Es ist an sich erschütternd, mit welch simplen Mitteln die Konkurrenz eine so erfahrene Mannschaft erschrecken will – Bayern München würde im Fußball vermutlich darüber lachen: mit Geld, altbackenem Eishockey oder abgeschauten Ideen. Da sind die von den Millionen des Dietmar Hopp lebenden Adler Mannheim, die mal wieder auf Shoppingtour waren und hoffen, dass die vielen prominenten Einkäufe irgendwie harmonieren – das hat in Mannheim zuletzt fast nie funktioniert. Genauso wenig bei den Hamburg Freezers, die ihr vieles Geld aus dem Hause Anschutz wieder wild durch die Gegend geschleudert haben. Bei den Hannover Scorpions dagegen setzt man wie schon seit zwei Jahren auf Trainer Hans Zach und sein etwas altbackenes Spielverständnis vom kämpfenden Teutonen-Eishockey. Und dann sind da noch die Kölner Haie, die versuchen es mit einem pfiffigen, innovationsfreudigen und sehr strengen russischen Trainer und vielen jungen deutschen Spielern – die Eisbären lassen grüßen.

Welcher Kandidat den Eisbären wirklich gefährlich werden kann?
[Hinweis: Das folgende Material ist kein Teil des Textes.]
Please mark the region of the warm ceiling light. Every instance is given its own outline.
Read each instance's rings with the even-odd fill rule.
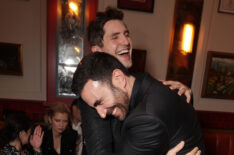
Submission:
[[[73,13],[78,15],[78,5],[75,2],[69,2],[69,8]]]
[[[194,25],[186,23],[183,27],[182,53],[192,53],[194,39]]]

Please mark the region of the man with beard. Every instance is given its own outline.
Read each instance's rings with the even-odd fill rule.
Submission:
[[[92,52],[106,52],[116,57],[126,68],[132,66],[132,41],[129,30],[123,22],[123,13],[119,10],[108,8],[105,12],[97,14],[96,19],[90,24],[88,40]],[[185,94],[190,101],[190,90],[179,82],[170,88],[179,89],[178,94]],[[81,104],[84,137],[89,154],[105,154],[112,152],[115,139],[121,128],[121,122],[108,117],[101,119],[95,110]]]
[[[73,77],[73,92],[102,119],[123,121],[108,154],[166,154],[180,141],[186,154],[198,146],[204,152],[196,113],[185,98],[149,74],[132,76],[113,56],[96,52],[84,57]],[[113,120],[113,124],[115,124]],[[101,130],[101,129],[99,129]]]

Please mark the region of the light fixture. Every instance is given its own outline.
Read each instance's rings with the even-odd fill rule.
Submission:
[[[191,23],[185,23],[183,26],[183,35],[181,43],[181,52],[186,55],[192,53],[193,39],[194,39],[194,25]]]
Vielleicht der letztjährige Finalist, die Düsseldorfer EG. Weil die Rheinländer ihre Mannschaft kontinuierlich aufgebaut und bei der Verpflichtung neuen Personals akribischer gearbeitet haben als große Teile der Konkurrenz. Aber mit den Gegnern beschäftigen sich die Eisbären selbst lieber gar nicht erst. „Wir schauen nur auf uns“, sagt Don Jackson. „Und wir werden alles geben, um wieder das beste Team der Liga zu werden.“ Sport kann zuweilen nämlich auch ganz einfach sein.